Sipping the tangy drink, I nodded at her. “Thanks for making us dinner.”

“Oh, it was nothing.” She squeezed the glass tight. “I still don't know why you were so insistent on coming here. Wouldn't dinner at a fancy restaurant be nicer?”

“Maybe,” I said, feeling inside my pocket. “But I suspect you'd prefer privacy?”

Alexis crinkled her mouth. “For what?”

Gently, I slid the soft, black box across the table. It bumped her elbow, she nearly spilled her drink as she sat back in surprise. “What's this?” she asked, her palm cradling the box.

My smile was sly.

Setting her wine aside, she carefully opened it. Her eyes flashed between the gift, then me, then back again. “How?”

I was overjoyed with her reaction. “I don't think the pawn shop owner was expecting to sell those to someone just an hour after he'd bought them.”

Alexis lifted the earrings, the emerald depths stretching for miles in the light. Twisting them, she touched the silver edges in wonderment. “I didn't think I'd ever see them again.”

I didn't mention that I was glad she didn't throw them away when the post office worker tried to give them to her. I'd had to go retrieve the gift from him myself.

Curling my fingers around her wrist, I urged her closer. One by one, I clipped the earrings into place onto the perfect shells of her ears.

“How do they look?” she asked, cupping one.

“Much nicer than they did in a glass case.”

The fringe of her smile started to fade. “You hung onto these for weeks, why give them to me now?”

“Well,” I said, bending my knee to the floor. My insides flipped with how wide her eyes became, and the “o” shape of her mouth flushed me with desire. “I wanted to make sure that they matched perfectly with this.”

Withdrawing the ring from my pocket, I held it between us. The silver metal glinted, green emeralds made nearly black by the clarity of the diamond between them.

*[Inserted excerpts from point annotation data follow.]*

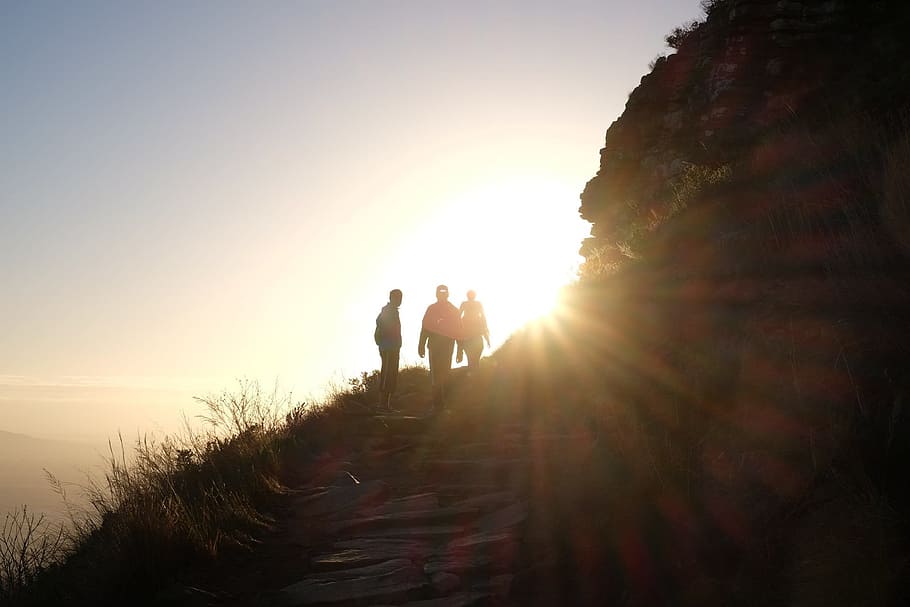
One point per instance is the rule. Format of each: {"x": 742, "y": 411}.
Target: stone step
{"x": 428, "y": 532}
{"x": 394, "y": 586}
{"x": 461, "y": 599}
{"x": 420, "y": 501}
{"x": 509, "y": 516}
{"x": 398, "y": 519}
{"x": 350, "y": 573}
{"x": 362, "y": 552}
{"x": 486, "y": 502}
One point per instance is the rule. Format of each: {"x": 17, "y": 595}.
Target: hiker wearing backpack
{"x": 440, "y": 328}
{"x": 473, "y": 331}
{"x": 388, "y": 337}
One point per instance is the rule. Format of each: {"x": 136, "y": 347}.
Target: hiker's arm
{"x": 422, "y": 343}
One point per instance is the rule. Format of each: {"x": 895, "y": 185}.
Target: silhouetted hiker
{"x": 441, "y": 326}
{"x": 388, "y": 338}
{"x": 473, "y": 330}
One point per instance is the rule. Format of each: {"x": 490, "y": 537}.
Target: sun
{"x": 514, "y": 241}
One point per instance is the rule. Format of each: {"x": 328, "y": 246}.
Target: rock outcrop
{"x": 751, "y": 68}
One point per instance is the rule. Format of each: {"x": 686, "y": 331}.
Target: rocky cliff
{"x": 739, "y": 80}
{"x": 748, "y": 270}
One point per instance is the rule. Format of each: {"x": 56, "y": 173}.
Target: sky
{"x": 197, "y": 192}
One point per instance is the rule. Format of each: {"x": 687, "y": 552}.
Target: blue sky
{"x": 193, "y": 192}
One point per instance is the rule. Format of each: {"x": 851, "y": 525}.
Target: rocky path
{"x": 423, "y": 511}
{"x": 411, "y": 521}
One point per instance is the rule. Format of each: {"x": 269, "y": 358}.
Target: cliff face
{"x": 750, "y": 71}
{"x": 748, "y": 290}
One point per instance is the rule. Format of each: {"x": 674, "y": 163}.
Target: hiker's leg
{"x": 473, "y": 349}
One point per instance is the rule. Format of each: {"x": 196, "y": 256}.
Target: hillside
{"x": 716, "y": 415}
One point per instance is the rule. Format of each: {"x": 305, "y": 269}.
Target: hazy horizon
{"x": 198, "y": 193}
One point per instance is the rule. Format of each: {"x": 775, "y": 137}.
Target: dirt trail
{"x": 422, "y": 509}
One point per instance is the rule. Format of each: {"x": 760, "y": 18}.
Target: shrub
{"x": 678, "y": 37}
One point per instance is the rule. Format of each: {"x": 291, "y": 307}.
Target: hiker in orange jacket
{"x": 440, "y": 328}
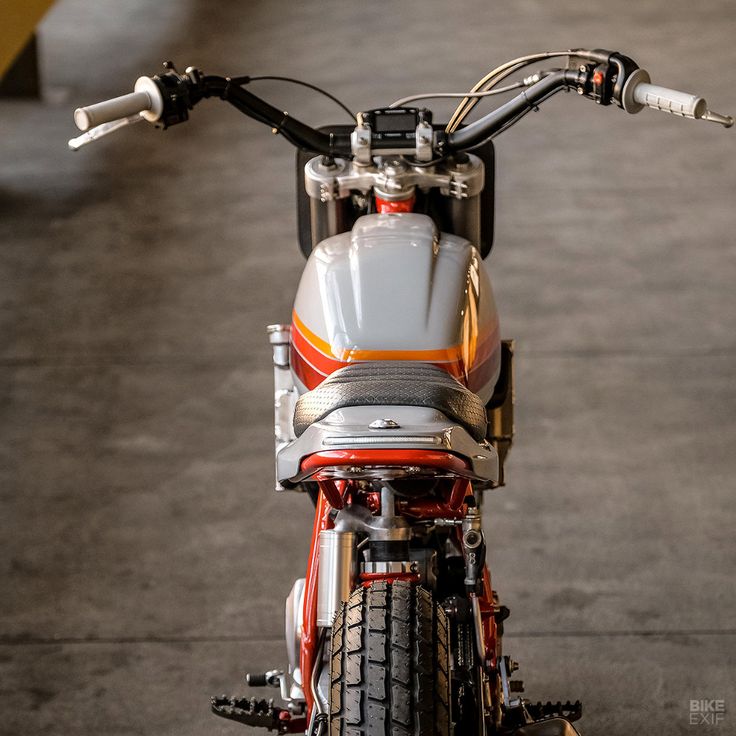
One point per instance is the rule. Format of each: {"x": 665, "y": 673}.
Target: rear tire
{"x": 389, "y": 666}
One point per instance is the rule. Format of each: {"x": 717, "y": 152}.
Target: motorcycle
{"x": 394, "y": 399}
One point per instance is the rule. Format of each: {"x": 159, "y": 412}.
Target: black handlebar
{"x": 600, "y": 76}
{"x": 299, "y": 134}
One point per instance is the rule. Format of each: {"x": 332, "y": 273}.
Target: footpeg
{"x": 258, "y": 713}
{"x": 272, "y": 678}
{"x": 569, "y": 711}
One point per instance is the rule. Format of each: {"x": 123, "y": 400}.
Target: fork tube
{"x": 310, "y": 634}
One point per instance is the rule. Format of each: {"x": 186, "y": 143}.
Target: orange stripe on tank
{"x": 454, "y": 354}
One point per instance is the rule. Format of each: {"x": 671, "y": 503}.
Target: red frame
{"x": 332, "y": 495}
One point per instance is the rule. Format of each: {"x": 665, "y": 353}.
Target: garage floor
{"x": 145, "y": 558}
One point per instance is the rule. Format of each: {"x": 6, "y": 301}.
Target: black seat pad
{"x": 392, "y": 383}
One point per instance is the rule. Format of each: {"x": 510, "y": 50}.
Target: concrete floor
{"x": 144, "y": 557}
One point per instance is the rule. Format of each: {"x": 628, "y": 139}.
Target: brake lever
{"x": 101, "y": 131}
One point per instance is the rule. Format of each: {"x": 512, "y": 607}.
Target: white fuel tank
{"x": 394, "y": 288}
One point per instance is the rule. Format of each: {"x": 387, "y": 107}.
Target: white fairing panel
{"x": 396, "y": 289}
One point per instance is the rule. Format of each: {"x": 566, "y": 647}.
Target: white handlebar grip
{"x": 109, "y": 110}
{"x": 670, "y": 100}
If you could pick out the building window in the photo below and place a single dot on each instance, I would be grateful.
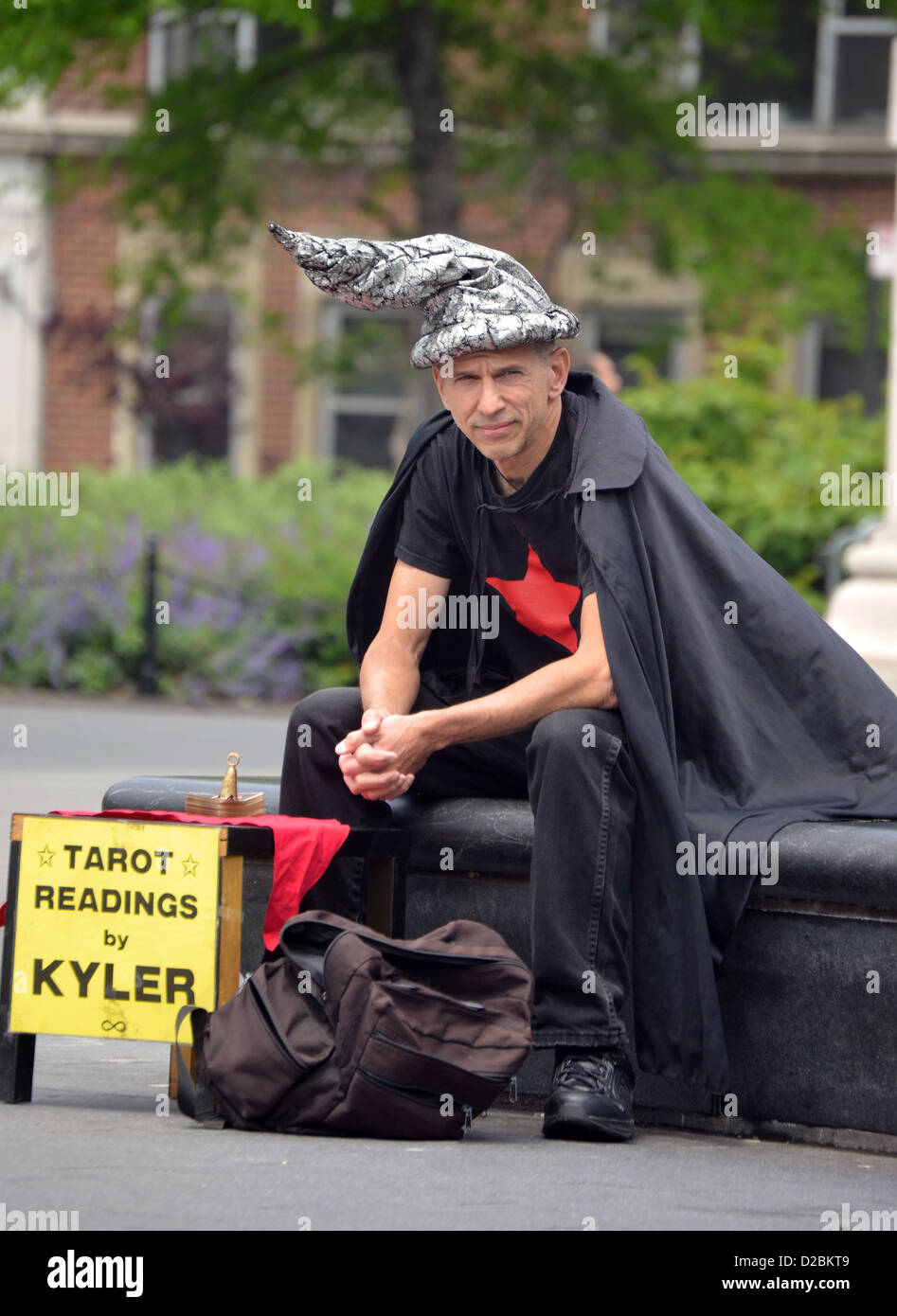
(624, 333)
(832, 368)
(212, 39)
(368, 383)
(788, 53)
(852, 70)
(186, 383)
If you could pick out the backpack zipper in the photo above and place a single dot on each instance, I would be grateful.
(422, 1095)
(272, 1028)
(499, 1079)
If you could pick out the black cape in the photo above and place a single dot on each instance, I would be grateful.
(737, 726)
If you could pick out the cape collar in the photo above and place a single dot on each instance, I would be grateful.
(610, 442)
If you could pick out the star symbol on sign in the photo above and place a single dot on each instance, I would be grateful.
(542, 603)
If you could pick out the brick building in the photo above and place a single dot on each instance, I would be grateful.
(70, 403)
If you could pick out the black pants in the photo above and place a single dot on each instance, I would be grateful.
(574, 768)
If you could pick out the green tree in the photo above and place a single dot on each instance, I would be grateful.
(538, 118)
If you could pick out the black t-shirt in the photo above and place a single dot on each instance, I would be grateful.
(519, 553)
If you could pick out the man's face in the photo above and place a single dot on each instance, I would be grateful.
(506, 401)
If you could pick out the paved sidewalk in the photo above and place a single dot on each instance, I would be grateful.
(93, 1141)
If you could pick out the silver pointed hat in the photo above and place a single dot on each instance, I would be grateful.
(473, 297)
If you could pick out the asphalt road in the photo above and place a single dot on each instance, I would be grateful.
(97, 1137)
(94, 1141)
(77, 748)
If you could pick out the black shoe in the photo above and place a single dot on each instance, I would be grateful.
(592, 1097)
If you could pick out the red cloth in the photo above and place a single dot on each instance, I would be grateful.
(302, 850)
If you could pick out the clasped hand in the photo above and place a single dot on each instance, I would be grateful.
(381, 758)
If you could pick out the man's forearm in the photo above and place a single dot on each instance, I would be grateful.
(565, 684)
(388, 678)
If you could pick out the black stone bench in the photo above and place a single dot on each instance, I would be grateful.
(812, 1041)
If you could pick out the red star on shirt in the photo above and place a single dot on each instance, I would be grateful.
(542, 603)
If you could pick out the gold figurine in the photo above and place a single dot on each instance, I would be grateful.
(229, 783)
(228, 802)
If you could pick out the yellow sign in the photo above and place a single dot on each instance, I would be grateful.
(117, 927)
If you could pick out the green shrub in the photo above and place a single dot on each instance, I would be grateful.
(756, 457)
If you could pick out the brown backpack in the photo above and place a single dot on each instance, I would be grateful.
(353, 1032)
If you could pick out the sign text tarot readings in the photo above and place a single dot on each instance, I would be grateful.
(117, 927)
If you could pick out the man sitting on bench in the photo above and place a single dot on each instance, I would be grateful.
(543, 610)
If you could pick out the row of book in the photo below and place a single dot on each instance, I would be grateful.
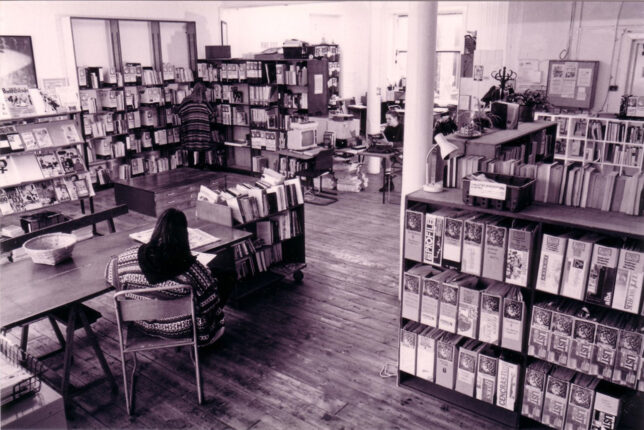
(27, 167)
(267, 139)
(600, 343)
(564, 399)
(554, 396)
(503, 249)
(462, 304)
(34, 137)
(45, 193)
(592, 268)
(250, 202)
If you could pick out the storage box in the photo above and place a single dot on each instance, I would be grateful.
(217, 51)
(511, 193)
(219, 214)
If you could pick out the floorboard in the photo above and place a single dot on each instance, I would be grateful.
(293, 356)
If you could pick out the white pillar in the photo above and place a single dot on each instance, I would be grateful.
(419, 101)
(374, 67)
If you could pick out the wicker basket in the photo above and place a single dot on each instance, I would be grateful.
(51, 248)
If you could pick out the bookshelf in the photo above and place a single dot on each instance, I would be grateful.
(549, 218)
(128, 94)
(43, 163)
(611, 144)
(255, 102)
(275, 217)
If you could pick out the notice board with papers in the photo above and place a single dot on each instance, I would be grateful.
(571, 84)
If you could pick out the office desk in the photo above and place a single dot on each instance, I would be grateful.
(32, 291)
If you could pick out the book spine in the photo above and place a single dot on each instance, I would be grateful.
(411, 297)
(494, 252)
(513, 323)
(430, 303)
(472, 258)
(486, 379)
(490, 322)
(426, 358)
(414, 235)
(517, 268)
(507, 387)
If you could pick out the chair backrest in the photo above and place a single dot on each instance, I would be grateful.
(145, 304)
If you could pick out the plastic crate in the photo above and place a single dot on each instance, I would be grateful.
(519, 193)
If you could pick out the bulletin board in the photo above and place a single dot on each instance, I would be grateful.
(571, 84)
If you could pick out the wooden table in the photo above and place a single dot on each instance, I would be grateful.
(32, 291)
(178, 188)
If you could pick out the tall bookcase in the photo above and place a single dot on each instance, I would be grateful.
(42, 163)
(128, 89)
(612, 144)
(550, 216)
(255, 102)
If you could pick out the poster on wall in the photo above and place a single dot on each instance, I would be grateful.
(17, 65)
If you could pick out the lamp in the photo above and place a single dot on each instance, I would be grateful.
(433, 163)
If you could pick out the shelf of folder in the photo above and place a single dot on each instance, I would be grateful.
(615, 224)
(480, 407)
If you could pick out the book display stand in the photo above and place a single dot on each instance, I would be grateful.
(42, 164)
(425, 329)
(612, 144)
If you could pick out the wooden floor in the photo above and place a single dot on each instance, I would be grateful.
(296, 356)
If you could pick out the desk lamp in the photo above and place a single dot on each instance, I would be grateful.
(433, 163)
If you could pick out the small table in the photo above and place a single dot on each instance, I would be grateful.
(178, 188)
(32, 291)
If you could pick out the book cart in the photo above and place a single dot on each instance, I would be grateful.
(590, 220)
(255, 100)
(277, 249)
(612, 144)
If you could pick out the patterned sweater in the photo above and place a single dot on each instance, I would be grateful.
(210, 315)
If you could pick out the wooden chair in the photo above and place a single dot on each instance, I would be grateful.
(132, 341)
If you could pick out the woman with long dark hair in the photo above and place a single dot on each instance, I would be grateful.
(166, 260)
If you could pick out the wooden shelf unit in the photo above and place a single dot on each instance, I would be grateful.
(609, 143)
(237, 97)
(55, 125)
(618, 225)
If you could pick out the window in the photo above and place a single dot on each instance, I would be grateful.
(449, 42)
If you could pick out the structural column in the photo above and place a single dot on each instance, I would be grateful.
(419, 99)
(374, 68)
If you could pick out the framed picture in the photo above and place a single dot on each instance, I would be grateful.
(17, 65)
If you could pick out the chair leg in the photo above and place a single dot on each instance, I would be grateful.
(198, 375)
(59, 334)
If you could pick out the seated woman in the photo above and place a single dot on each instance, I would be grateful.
(393, 133)
(166, 260)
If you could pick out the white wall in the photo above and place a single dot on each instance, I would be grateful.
(541, 30)
(48, 25)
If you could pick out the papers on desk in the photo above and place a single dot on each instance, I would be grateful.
(196, 237)
(204, 257)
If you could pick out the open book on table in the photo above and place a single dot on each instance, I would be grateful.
(196, 237)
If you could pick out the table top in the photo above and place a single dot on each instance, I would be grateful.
(29, 291)
(170, 179)
(499, 136)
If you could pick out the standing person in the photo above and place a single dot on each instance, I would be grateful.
(393, 133)
(166, 259)
(196, 115)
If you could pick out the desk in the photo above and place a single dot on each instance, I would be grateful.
(152, 194)
(35, 290)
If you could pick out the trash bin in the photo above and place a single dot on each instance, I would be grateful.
(374, 164)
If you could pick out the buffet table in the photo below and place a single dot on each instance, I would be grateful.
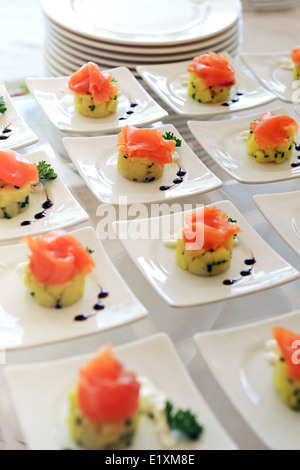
(269, 32)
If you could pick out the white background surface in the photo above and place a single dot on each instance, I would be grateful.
(262, 32)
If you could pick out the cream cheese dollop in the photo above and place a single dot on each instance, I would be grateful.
(154, 404)
(272, 352)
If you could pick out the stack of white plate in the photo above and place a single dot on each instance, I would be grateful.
(270, 5)
(137, 32)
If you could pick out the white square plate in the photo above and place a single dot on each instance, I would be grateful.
(66, 211)
(166, 81)
(236, 358)
(223, 142)
(269, 71)
(21, 135)
(44, 388)
(25, 324)
(182, 289)
(57, 102)
(282, 211)
(96, 160)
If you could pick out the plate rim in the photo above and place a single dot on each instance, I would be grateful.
(193, 123)
(161, 337)
(219, 183)
(143, 71)
(295, 274)
(216, 334)
(142, 314)
(161, 113)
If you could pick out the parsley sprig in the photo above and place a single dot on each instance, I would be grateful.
(183, 421)
(3, 107)
(46, 172)
(171, 136)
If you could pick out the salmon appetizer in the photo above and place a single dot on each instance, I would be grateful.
(211, 78)
(206, 242)
(57, 269)
(143, 154)
(17, 176)
(296, 60)
(96, 93)
(104, 405)
(271, 138)
(287, 367)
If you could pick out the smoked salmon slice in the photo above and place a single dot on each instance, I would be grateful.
(57, 257)
(106, 391)
(296, 55)
(146, 143)
(271, 131)
(90, 79)
(214, 69)
(214, 227)
(289, 343)
(17, 170)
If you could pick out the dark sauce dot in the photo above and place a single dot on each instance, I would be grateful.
(181, 172)
(40, 215)
(178, 180)
(246, 272)
(229, 282)
(82, 317)
(99, 306)
(26, 222)
(47, 205)
(103, 294)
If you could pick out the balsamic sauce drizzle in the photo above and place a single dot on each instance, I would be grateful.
(245, 273)
(180, 175)
(48, 204)
(97, 307)
(234, 100)
(131, 111)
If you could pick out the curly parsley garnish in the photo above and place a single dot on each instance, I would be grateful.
(46, 172)
(3, 107)
(171, 136)
(183, 421)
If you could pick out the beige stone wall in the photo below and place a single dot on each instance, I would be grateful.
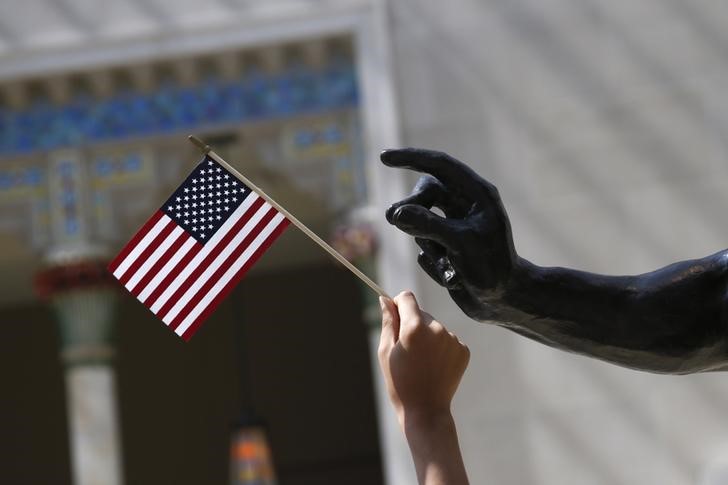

“Silver...” She whispered my name like a prayer.

Taking her left hand, I teased my fingers over her palm. “Marry me, Alexis. Come with me to LA and let me give you the life I stole. You wanted the big city dream, you wanted to explore your career and find who you were. Do that with me a your side. With me... as your husband.”

Alexis—my beautiful woman, my perfect pet—jumped to her feet. The chair fell over, clattering on her scuffed kitchen floors. My heart sank into the deepest part of my being. Is she going to say no?

Her whole arm trembled when she lifted it. I still held the ring, but I thought she was imagining it on her bare finger. “What about your company here?”

“I can find someone to run it. I said before, I own others. I'll even open a new one in Los Angeles, you can design outfits for it—whatever you want.”

“And you think that will help me find out who I really am?”

Fuck, I could feel my pulse all the way in my throat. “I do. And if not, I'll find out what will, and give you that.”